Quanto ao valor monetário que acompanha este troféu, "vou aplicá-lo onde aplico todo o meu trabalho e a remuneração de que dele advém: na educação do meu filho", disse Ana Rita Sousa.

Ao contrário, Ricardo Zimmermann disse não ter ainda planos muito claros quanto ao que vai fazer com os 3.000 euros que há de receber. Mas ser investigador, seja em Portugal ou em qualquer outro país, diz, acarreta sempre o desafio constante de financiar aquilo que se faz.

"Eu tive a sorte de ter uma bolsa da Fundação para a Ciência e a Tecnologia durante a realização do doutoramento, mas, por outro lado, temos gastos que não são contemplados pela bolsa e que, muitas vezes saem do nosso bolso, como por exemplo a participação em conferências, que é uma parte importante do nosso trabalho e da divulgação que fazemos; mesmo a revisão profissional dos nossos artigos científicos antes da publicação, somos nós que temos de tirar esse dinheiro do bolso", avançou Ricardo Zimmermann.

Por isso, afinal o investigador é capaz de já ter dado destino ao seu prémio. "A minha ideia é usar esse dinheiro para me ajudar com esses gastos que são inerentes à nossa função, ao que nós fazemos, mas que nem sempre são contemplados nos auxílios que temos".

Também Ricardo Zimmermann diz ter sido muito gratificante ver o seu trabalho reconhecido "e logo com um prémio com a relevância deste".

"Além disso, numa perspetiva mais pessoal, este prémio tem um caráter um pouco simbólico para mim, uma vez que eu nasci no Brasil, sou brasileiro, mas escolhi Portugal para viver já há muitos anos, fiz aqui toda a minha carreira científica, na Universidade de Aveiro, os meu filhos nasceram aqui, tenho a minha vida toda em Portugal e tenho agora, também, a oportunidade de trabalhar numa instituição grande em Portugal, importante nesta área de investigação que é o INESC Tech, no Porto", revelou o investigador.

"E essa minha relação entre os dois países, eu acho que representa um pouco a ideia do próprio prémio e do que é a Casa da América Latina, que tem essa missão de aproximar Portugal da América Latina e de estimular o conhecimento, a colaboração entre os dois países", explicou Ricardo Zimmermann, concluindo: "A própria investigação teve esse objetivo e esse caráter, de certa forma, de comparação entre o que é feito no Brasil e o que é feito em Portugal".
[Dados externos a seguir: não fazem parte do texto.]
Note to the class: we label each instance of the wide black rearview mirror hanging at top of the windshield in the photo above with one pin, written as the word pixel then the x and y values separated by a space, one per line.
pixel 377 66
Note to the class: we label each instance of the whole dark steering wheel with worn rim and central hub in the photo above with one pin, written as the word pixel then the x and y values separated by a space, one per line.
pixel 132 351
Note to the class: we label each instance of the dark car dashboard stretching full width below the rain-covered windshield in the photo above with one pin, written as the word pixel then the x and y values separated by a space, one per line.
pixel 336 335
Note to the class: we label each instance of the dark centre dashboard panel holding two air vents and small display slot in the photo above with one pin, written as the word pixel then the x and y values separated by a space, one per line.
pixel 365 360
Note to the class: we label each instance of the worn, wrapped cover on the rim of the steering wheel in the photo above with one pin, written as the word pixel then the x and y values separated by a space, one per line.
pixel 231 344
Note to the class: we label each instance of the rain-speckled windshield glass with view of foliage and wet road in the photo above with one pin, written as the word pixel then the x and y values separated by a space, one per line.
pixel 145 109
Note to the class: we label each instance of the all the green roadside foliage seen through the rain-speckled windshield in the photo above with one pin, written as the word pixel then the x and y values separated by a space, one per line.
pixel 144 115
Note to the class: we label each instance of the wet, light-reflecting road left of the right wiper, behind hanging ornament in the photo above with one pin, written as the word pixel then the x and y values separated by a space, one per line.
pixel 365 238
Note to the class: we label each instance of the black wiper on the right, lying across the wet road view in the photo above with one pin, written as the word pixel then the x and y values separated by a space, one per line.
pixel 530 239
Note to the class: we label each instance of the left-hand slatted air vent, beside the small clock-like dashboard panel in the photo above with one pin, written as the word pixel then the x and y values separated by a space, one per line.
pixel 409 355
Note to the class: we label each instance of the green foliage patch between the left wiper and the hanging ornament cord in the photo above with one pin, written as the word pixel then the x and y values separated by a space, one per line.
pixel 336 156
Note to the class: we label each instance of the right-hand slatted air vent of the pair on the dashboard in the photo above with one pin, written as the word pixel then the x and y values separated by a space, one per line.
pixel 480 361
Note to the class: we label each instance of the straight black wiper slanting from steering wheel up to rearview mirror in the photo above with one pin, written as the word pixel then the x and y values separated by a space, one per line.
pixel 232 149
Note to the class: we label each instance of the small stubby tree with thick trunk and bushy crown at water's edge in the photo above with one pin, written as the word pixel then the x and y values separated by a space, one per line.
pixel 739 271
Para Monique Branco, receber o reconhecimento que acarreta o Prémio Científico Mário Quartin Graça foi "uma grande honra". "O trabalho foi desenvolvido em estreita colaboração entre dois países da América Latina, que foram, nomeadamente, o Brasil e o Chile, porque nós utilizámos o cenário chileno para analisar a produção dos combustíveis de microalgas - porque para o Chile, os micro-combustíveis ainda não são uma realidade e a maior parte da energia é importada dos países vizinhos", explicou a investigadora.

"Então, para mim e para os orientadores, foi uma grande honra e isso consagra a importância da cooperação entre países que têm temas de interesse comum", disse Monique Branco.
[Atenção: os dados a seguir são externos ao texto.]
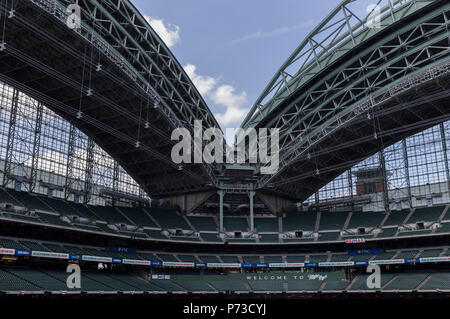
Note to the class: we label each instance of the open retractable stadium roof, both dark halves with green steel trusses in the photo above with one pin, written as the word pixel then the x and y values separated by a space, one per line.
pixel 349 90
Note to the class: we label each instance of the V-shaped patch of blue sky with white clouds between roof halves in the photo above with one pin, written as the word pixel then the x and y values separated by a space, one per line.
pixel 232 48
Depois, com o valor pecuniário do prémio, Monique diz que vai dar continuidade à formação académica, "com participação em congressos internacionais para apresentar outros resultados deste trabalho, que ainda continua". E vai também aprofundar conhecimentos na área, através de outros cursos.

Mas o Prémio Científico Mário Quartin Graça tem ainda outro valioso impacto para Monique Branco, que se traduz na eventual captação das atenções. "A visibilidade geral deste tópico de pesquisa pode impulsionar os governos e outras agências de fomento a dedicarem maiores recursos à investigação e desenvolvimento tecnológico para fomentar a transição para uma economia mais verde", afirmou.